> -----Original Message-----
> From: He Shiming [mailto:[EMAIL PROTECTED] 
> Sent: Monday, September 18, 2006 10:02 PM
> To: sqlite-users@sqlite.org
> Subject: [sqlite] Quotation handling bug?
> 
> Hi,
> 
> I think I found a bug in sqlite version 3.3.7. The steps to 
> reproduce it is 
> as follows. I've tested it on Windows only.
> 
> C:\Something>sqlite3 newdb.db
> CREATE TABLE 'MYTABLE' ('ID' INTEGER PRIMARY KEY);
> INSERT INTO 'MYTABLE' ('ID') VALUES(1);
> INSERT INTO 'MYTABLE' ('ID') VALUES(2);
> INSERT INTO 'MYTABLE' ('ID') VALUES(3);
> 
> This is pretty straightfoward.
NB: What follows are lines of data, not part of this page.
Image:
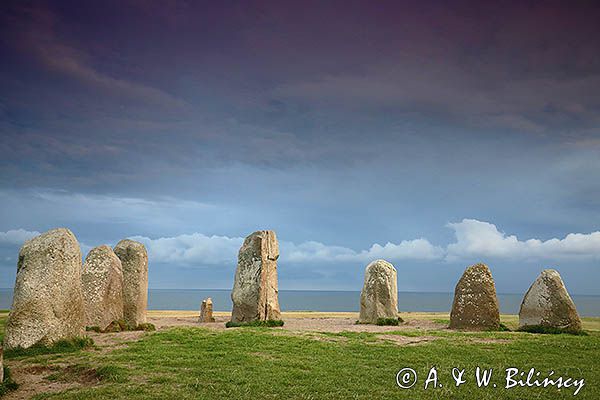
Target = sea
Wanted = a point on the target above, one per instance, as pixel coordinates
(317, 300)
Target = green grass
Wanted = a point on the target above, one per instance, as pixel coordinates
(62, 346)
(196, 363)
(8, 385)
(122, 326)
(270, 323)
(192, 363)
(551, 330)
(389, 321)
But when I try to fetch the data out...
> SELECT 'ID' FROM 'MYTABLE' WHERE 'ID'=2;  // no result
> SELECT 'ID' FROM 'MYTABLE' WHERE ID=2; // result is ID
> SELECT ID FROM 'MYTABLE' WHERE ID=2; // result is 2
> SELECT 'MYTABLE'.'ID' FROM 'MYTABLE' WHERE 'MYTABLE'.'ID'=2; 
> // result is 2
> 
> I guess, to make it safer, I'll have to use the last one. 
> However, the 
> behavior or the first one and the second one looks like 
> malfunctioning. The 
> four queries should produce completely equivalent results, 
> which is "2". Or 
> is it something I did wrong?

Single quotes are supposed to be used for string literals, and double
quotes/brackets for identifiers such as table names and column names.  

SELECT 'ID' FROM 'MYTABLE' is selecting the literal string 'ID', not the
column.  

I am not positive, but I think if you use single quotes around something,
SQLite will first try and treat it like a literal -- and if the SQL parser
is expecting an identifier where you've placed a literal, it will try and
re-evaluate it as an identifier instead.  So since the statement CREATE
TABLE 'MYTABLE' ('ID' INTEGER PRIMARY KEY) contains literals in places
identifiers are expected, SQLite treats them as identifiers instead of
literals.

Conversely, SELECT 'ID' FROM 'MYTABLE' is ambiguous in that 'ID' could mean
the literal string 'ID' or could mean an identifier.  In a SELECT clause the
string is first evaluated as a literal, and since literals are allowed in
the return columns of a SELECT, the literal code path is taken and there is
no need to try and evaluate it as an identifier.  The FROM 'MYTABLE' portion
is parsed later, but literals aren't allowed as a target in a FROM clause,
so 'MYTABLE' is treated as an identifier.

In short ... Don't use single-quotes around identifiers.  Use single-quotes
for string literals, and use double-quotes or brackets around identifiers so
your code is more readable and explicit.